Rund 20 Kulturinteressierte, darunter auch einige Mitglieder der Gemeindevertretung, trafen sich am 15. September am Rangsdorfer See. Am Lido diskutierten sie leidenschaftlich über die Schaffung geeigneter Räumlichkeiten und die Nutzungsmöglichkeiten vorhandener Gebäude.

 

Zunächst wies Bürgermeister Klaus Rocher auf das finanzielle Dilemma der Gemeinde hin, die kein Mittelzentrum ist. Dennoch gibt es ein vielfältiges kulturelles Leben in Rangsdorf mit mehr oder weniger genutzten Veranstaltungsorten und sehr engagierten Akteuren, von denen viele anwesend waren.

 

Einig war man sich darin, dass kulturelle Angebote zur wichtigen Begegnung von alteingesessenen Rangsdorfer*innen, Zugezogenen und Menschen mit Migrationshintergrund beitragen. Gerade in der Corona-Pandemie mit ihren Einschränkungen sei der Stellenwert von Kunst und Kultur vielen Menschen bewusster geworden.

 

Nun gilt es, vorhandene Gebäude, wie die Kirche in Groß Machnow, oder auch das Lindenforum, das für Konzerte geeignet wäre, intensiver für Veranstaltungen zu öffnen. Zudem entstehen neue Räumlichkeiten, wie ein Jugendclub und auch eine Aula in Verbindung mit der neuen Oberschule.

 

Ein Gemeinschaftshaus auf dem Gelände der bisherigen Fischerei am Rangsdorfer See oder ein Begegnungsort am Kiessee könnten zudem entstehen. Den Anwesenden war aber ganz besonders wichtig, dass in zentraler Lage ein Gebäude für alle Generationen errichtet wird, das verschiedene Angebote bündeln und Raum für kulturelle Aktivitäten und Veranstaltungen bieten soll.
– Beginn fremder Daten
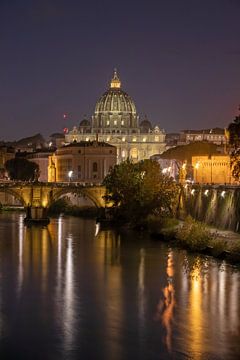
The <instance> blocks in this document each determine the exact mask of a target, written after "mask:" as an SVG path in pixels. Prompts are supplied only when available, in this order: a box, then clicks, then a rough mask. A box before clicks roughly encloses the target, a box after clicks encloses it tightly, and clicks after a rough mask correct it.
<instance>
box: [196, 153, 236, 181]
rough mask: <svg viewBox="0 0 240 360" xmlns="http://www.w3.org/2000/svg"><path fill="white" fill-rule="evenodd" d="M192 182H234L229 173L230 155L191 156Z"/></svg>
mask: <svg viewBox="0 0 240 360" xmlns="http://www.w3.org/2000/svg"><path fill="white" fill-rule="evenodd" d="M192 166H193V178H194V182H196V183H200V184H207V183H209V184H212V183H214V184H232V183H235V180H234V178H233V177H232V175H231V168H230V156H229V155H214V156H193V157H192Z"/></svg>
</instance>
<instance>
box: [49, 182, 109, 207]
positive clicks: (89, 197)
mask: <svg viewBox="0 0 240 360" xmlns="http://www.w3.org/2000/svg"><path fill="white" fill-rule="evenodd" d="M66 194H76V195H79V196H82V197H86V198H88V199H89V200H91V201H92V203H93V204H94V205H95V206H96V207H97V208H101V207H103V206H105V201H104V200H103V199H102V195H103V193H102V194H100V196H99V193H96V191H95V189H94V188H81V189H79V188H77V187H76V188H72V187H71V188H63V189H58V190H55V191H54V190H53V191H52V193H51V196H50V201H49V204H48V206H50V205H51V204H53V203H54V202H55V201H56V200H58V199H60V198H61V197H62V196H64V195H66Z"/></svg>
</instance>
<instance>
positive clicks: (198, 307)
mask: <svg viewBox="0 0 240 360" xmlns="http://www.w3.org/2000/svg"><path fill="white" fill-rule="evenodd" d="M23 217H24V214H21V213H20V214H18V213H2V214H0V359H1V360H2V359H3V360H5V359H17V360H18V359H31V360H32V359H33V360H38V359H39V360H40V359H41V360H48V359H49V360H52V359H57V360H61V359H64V360H65V359H67V360H68V359H80V358H81V359H106V360H108V359H111V360H120V359H124V360H125V359H131V360H134V359H144V360H145V359H146V360H148V359H160V360H162V359H193V360H195V359H196V360H201V359H209V360H210V359H224V360H228V359H229V360H230V359H240V270H239V269H238V268H235V267H233V266H231V265H228V264H226V263H225V262H219V261H217V260H214V259H213V258H211V257H203V256H196V255H192V254H188V253H186V251H184V250H181V249H177V248H171V247H169V246H168V245H167V244H165V243H161V242H159V241H153V240H151V239H149V238H148V236H147V235H146V234H142V233H134V232H125V233H124V232H123V233H118V232H115V231H114V230H100V229H99V228H98V227H96V224H95V222H94V221H93V220H83V219H79V218H76V217H59V218H56V219H51V223H50V224H49V225H48V227H45V228H40V227H32V228H26V227H25V226H24V225H23Z"/></svg>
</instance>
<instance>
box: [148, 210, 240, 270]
mask: <svg viewBox="0 0 240 360" xmlns="http://www.w3.org/2000/svg"><path fill="white" fill-rule="evenodd" d="M149 233H150V236H151V237H152V238H153V239H156V240H162V241H165V242H169V243H171V244H172V245H176V246H180V247H182V248H184V249H186V250H188V251H190V252H196V253H202V254H205V255H210V256H213V257H215V258H218V259H221V260H226V261H228V262H230V263H232V264H239V265H240V234H238V233H235V232H232V231H227V230H220V229H216V228H211V227H209V226H207V225H206V224H204V223H201V222H198V221H196V220H194V219H192V218H190V217H189V218H187V219H186V221H185V222H182V221H181V222H179V223H178V224H177V225H175V226H163V227H161V228H158V229H156V227H155V229H153V228H152V229H151V227H150V228H149Z"/></svg>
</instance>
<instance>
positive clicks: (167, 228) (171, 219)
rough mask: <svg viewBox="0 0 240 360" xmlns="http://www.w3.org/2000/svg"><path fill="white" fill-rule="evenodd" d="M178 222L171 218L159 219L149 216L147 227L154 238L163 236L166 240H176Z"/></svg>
mask: <svg viewBox="0 0 240 360" xmlns="http://www.w3.org/2000/svg"><path fill="white" fill-rule="evenodd" d="M177 226H178V220H177V219H175V218H171V217H159V216H156V215H149V216H148V217H147V220H146V227H147V229H148V231H149V232H150V234H151V235H152V236H153V237H158V236H159V237H161V236H163V237H164V239H165V240H171V239H174V238H175V235H176V229H177Z"/></svg>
Eine größere Bibliothek könnte dort genauso einziehen, wie ein Café.

 

Ein Arbeitskreis wurde dafür ins Leben gerufen, der konkrete Ideen sammeln und funktionierende Konzepte in anderen Kommunen unter die Lupe nehmen soll. Wolfgang Buck, Vorsitzender des Kulturvereins, schlug vor, dafür das Engagement der Kulturmeile zu nutzen, die bereits zwei große Veranstaltungen erfolgreich organisiert hat. Die aus dem Arbeitskreis resultierende Konzeption kann dann als Richtschnur, aber auch als Voraussetzung für die Beantragung von Fördermitteln dienen.

 

Klaus Rocher zog zum Abschluss des Mittwochs-Gesprächs das Resümee: „Das Thema wird uns noch weiter begleiten.“

 

Am 22. September wird das vorerst letzte Gespräch am Lido stattfinden. Konkreter Klimaschutz und die Anpassung an den Klimawandel werden ab 18.30 Uhr thematisiert. Alle Interessierten sind dazu herzlich eingeladen.